Even more practice – Service Safari
Less frequently used but providing great value is service safari or product safari. It is a method in which a researcher takes on the role of a customer and performs certain actions, e.g. completing a purchase in an online store, making a return, or reporting a problem via a chatbot. The method is a bit like the commonly known Mystery Shopping. It helps get to know the processes, as well as to find out what positive and negative impressions they make at certain stages.
When embarking on a service or product safari, the first step is to define the objectives, i.e. to determine what we want to find out and what research questions we want to answer, e.g. how does the return process work from the customer’s perspective? Then we define the scope, i.e. which services or products we want to look at and which specific tasks or user goals we want to look at, e.g. choosing a convenient form of return.
While performing the service/product safari, we make notes and record our observations at each stage.
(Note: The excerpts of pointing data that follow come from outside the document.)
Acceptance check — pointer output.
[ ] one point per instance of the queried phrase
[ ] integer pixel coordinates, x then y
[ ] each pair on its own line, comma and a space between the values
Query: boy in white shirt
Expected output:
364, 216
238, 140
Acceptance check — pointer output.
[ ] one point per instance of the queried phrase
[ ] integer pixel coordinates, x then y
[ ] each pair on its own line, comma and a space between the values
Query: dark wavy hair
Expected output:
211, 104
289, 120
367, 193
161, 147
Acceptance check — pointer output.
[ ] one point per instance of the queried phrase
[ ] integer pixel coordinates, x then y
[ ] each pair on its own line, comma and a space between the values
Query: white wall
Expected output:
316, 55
These can be digital notes in the form of pictures (e.g., documenting the necessary return forms to be enclosed or the type of packaging that allows the products to be sent back in a parcel), screenshots or recordings (e.g., presenting online return forms), or in any other form showing what the user experience looked like.
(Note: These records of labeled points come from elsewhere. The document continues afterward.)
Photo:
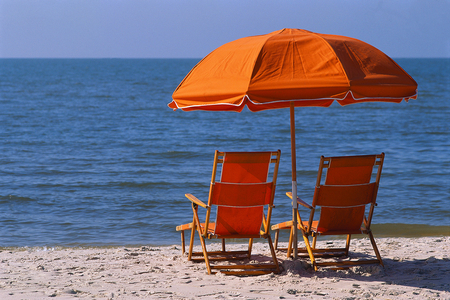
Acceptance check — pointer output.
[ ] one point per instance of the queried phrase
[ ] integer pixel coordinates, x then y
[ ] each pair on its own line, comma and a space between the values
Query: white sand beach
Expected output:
415, 268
Thanks to such collected data, you will see what the User Experience and Customer Experience of your clientele really look like, and in addition to mapping out the situation, we will provide you with conclusions and suggestions on what you can do to make this experience better.
For example, we performed a service safari as part of the e-commerce Basket of the Year 2019 study. In this edition of the study, we looked at the return process. We analyzed the sales contract withdrawal process in 50 different online stores for an in-depth look at the returns of purchased products.
When you think about architecture – Card Sorting and Tree Testing
What if you are in the early stages of creating an online store? Surely you are asking yourself what the category tree of your products should look like. The card sorting method will help you create an information architecture that is intuitive and reflects the users’ mental model. This is an exercise which you invite potential users of your store or shopping application to, your target group representatives. Thanks to this study, you will learn how to best group the products that your store offers. The result of the test is the information architecture, i.e. the structure and names of product categories, delivered in the form of a navigation tree. The existing tree can be evaluated using tree testing, a technique also called reverse card sorting. Not unlike usability tests, card sorting or tree testing sessions can be conducted remotely.
Card sorting itself has several variations. If you are just creating a structure, it is best to use open sorting. In open sorting, participants are given a pre-made list of items and their job is to group the items and name the groups. If you already have category names, but do not know how users will assign items to them, it is best to use closed sorting. Participants get a list of items and category names at the start. If you are just creating a list, use a variant called a free list. Participants, knowing what the website or shopping application is to be about, decide for themselves which elements they would like to include, name them, and group them.
Tree testing allows you to test the finished structure. The participants’ task is to find specific elements in the hierarchy. The test lets to verify whether the categorization is clear and whether the names of elements are unambiguous. Thanks to this test you will find out whether your client can easily find the product they are looking for.